Retten wir das Gesprächsklima, dann erst das andere

Die CO2-Debatte wird zum Kampf um die Durchsetzung eines moralisch einwandfreien Lebensstils. Hört die mediale Volkserziehung nicht bald auf, droht eine Spaltung, tiefer als die Covid-Kluft.

von Leitartikel - Retten wir das Gesprächsklima, dann erst das andere © Bild: Ricardo Herrgott/News

Wer in der Zeit vor und nach der Vorstellung der ökosozial genannten Steuerreform Medien konsumierte, erhielt einen bunten Strauß an Vorgaben für die persönliche Lebensplanung. Zeuge keine Kinder (die verbrauchen Ressourcen). Bau kein Haus (klimaschädlich), pflanze einen Baum, der zumindest einen kleinen Teil deiner Klimasünden tilgt. Nebenbei wurde in Netz, Rundfunk und Zeitungen erklärt, wie das im Alltag auszusehen hat: Klimaticket statt Pkw. Fahr-statt Motorrad. Und wenn es schon sein muss, dann Carsharing statt eigenem SUV. Ein Ökonom erklärte, "warum das Leben in der Vorstadt das Klima zerstört". Eine Interviewerin sprach in diesem Zusammenhang von "falschem Wohnverhalten". Ein Psychologe schlug vor, umweltschädigendes Verhalten "gesellschaftlich inakzeptabel" zu machen. Ein TV-Moderator fragte den Bundeskanzler, wie denn der (angeblich) zu kleine Preis auf Kohlendioxid bewirken soll, "dass die Leute vom Auto auf öffentliche Verkehrsmittel umsteigen". Und ein Leitartikler erwärmte sich für CO2-Kosten in dreistelliger Höhe pro Tonne (geworden sind es - vorerst -30 Euro). Die Österreicher des Jahres 2021 verbrauchen nicht nur mehr Energie, als sie nach Erkenntnissen der Klimaforschung sollten. Sie müssen sich vor allem mit steigender Frequenz anhören, dass ein großer Teil von ihnen einer geradezu verachtenswerten Schicht angehört.

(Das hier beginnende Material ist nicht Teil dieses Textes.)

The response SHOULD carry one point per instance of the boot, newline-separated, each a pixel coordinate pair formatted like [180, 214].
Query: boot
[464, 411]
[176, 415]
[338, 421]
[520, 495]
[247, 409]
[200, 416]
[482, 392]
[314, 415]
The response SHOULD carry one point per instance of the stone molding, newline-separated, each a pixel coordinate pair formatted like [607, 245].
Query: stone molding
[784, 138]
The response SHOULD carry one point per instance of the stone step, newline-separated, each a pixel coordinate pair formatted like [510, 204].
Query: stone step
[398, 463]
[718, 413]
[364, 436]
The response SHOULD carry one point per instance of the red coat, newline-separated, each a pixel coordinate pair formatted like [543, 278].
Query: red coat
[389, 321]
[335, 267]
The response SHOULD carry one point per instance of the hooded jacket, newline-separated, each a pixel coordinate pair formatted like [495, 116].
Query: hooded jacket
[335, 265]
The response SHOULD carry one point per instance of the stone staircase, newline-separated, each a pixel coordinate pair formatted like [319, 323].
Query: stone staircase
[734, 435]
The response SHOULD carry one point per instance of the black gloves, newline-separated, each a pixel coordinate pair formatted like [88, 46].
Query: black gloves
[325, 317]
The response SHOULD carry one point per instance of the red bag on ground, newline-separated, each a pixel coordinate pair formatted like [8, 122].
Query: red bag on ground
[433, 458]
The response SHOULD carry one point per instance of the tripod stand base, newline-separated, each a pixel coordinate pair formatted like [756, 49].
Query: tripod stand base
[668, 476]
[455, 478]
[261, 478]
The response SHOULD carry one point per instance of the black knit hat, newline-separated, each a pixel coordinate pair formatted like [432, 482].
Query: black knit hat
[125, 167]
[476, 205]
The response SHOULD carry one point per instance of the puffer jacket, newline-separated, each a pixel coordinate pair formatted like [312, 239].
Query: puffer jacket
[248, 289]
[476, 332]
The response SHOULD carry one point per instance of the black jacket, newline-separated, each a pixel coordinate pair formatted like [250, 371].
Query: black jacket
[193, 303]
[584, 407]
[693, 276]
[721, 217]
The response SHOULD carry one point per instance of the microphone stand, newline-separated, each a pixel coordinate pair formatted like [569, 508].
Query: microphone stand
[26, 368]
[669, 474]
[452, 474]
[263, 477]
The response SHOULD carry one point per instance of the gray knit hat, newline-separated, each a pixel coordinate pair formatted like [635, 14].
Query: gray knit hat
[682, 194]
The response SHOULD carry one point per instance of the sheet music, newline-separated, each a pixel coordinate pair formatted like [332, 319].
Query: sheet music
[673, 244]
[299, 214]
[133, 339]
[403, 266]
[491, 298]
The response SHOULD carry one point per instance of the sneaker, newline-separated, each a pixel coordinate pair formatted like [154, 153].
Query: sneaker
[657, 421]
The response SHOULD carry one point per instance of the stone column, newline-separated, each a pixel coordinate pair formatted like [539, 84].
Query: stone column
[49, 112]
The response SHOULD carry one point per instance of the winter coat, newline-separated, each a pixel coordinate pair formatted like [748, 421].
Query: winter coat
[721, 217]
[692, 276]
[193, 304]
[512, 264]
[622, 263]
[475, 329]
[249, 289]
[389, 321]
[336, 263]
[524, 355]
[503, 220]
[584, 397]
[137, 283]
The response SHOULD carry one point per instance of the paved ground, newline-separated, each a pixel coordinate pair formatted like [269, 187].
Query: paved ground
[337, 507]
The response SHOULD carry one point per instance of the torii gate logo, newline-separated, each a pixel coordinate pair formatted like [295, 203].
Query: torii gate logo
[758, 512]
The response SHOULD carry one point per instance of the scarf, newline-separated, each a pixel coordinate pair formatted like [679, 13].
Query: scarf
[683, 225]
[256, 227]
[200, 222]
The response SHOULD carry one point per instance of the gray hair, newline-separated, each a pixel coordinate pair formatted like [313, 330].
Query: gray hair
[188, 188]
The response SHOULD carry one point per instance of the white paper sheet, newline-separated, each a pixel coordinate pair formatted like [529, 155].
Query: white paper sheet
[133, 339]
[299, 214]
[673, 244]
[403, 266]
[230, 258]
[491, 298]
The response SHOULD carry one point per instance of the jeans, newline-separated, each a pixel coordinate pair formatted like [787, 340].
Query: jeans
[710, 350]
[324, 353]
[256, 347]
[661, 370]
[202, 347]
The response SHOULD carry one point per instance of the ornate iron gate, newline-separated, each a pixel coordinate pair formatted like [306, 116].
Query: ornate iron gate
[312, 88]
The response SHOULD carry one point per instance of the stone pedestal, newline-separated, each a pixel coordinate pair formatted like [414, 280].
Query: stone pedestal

Einer Schicht, die den Planeten zerstört, den eigenen Kindern einen Scherbenhaufen hinterlässt und die man mit sanfter (?) Gewalt dazu bringen müsse, so zu leben, wie sich das gehört. Das Problem ist nur: Der Respekt vor Lebensentwürfen außerhalb journalistischer Blasen geht verloren. Das Gesprächsklima erhitzt sich schneller als der Planet. Längst geht es nicht mehr darum, Ressourcen, die man verbraucht, zu bezahlen. Das sollte selbstverständlich sein. Es geht um die Durchsetzung der eigenen Vorstellung von Moral. Und die ist dehnbar.

»Wollen wir ein Österreich, das Gut und Böse anhand des Wohnorts definiert?«

Die Mehrzahl der Leitmedien und anderer Meinungsmacher hat ihren Standort in Wien. Nicht selten in Lagen, wo die U-Bahn geradezu im Keller abfährt. Die Realität außerhalb der Großstadt, wo der nächste Bahnanschluss oft kilometerweit entfernt ist, erscheint dort als romantisches Bild aus einem Landkrimi im Hauptabendprogramm.

Dabei braucht die Landbevölkerung das "selber schuld" der Städter genauso wenig wie die Städter den Hinweis, dass ihre Infrastruktur von jenen mitfinanziert wurde, die sie in Bezug auf ihren behaupteten CO2-Ausstoß verachten. Genau darum sollte es innerhalb der Zweckgemeinschaft namens Staat nicht gehen. Nämlich: das gegenseitige Vorrechnen vermeintlicher Sünden. Wo fängt das an, wo hört das auf?

Fahren wir so fort, dann war die Spaltung der Gesellschaft im Zuge der Covid-Krise erst der Anfang, die Unterteilung in Geimpfte und Ungeimpfte nur ein Vorgeschmack auf ein Österreich, das Gut und Böse anhand des Wohnorts definiert. Bei knapp 40 Prozent Landbevölkerung ist das kein angenehmer Gedanke.

Retten wir zuerst das Gesprächsklima. Und dann das andere. Ohne gesellschaftlichen Kitt, der uns zusammenhält, ist die Aufgabe nämlich nicht zu bewältigen.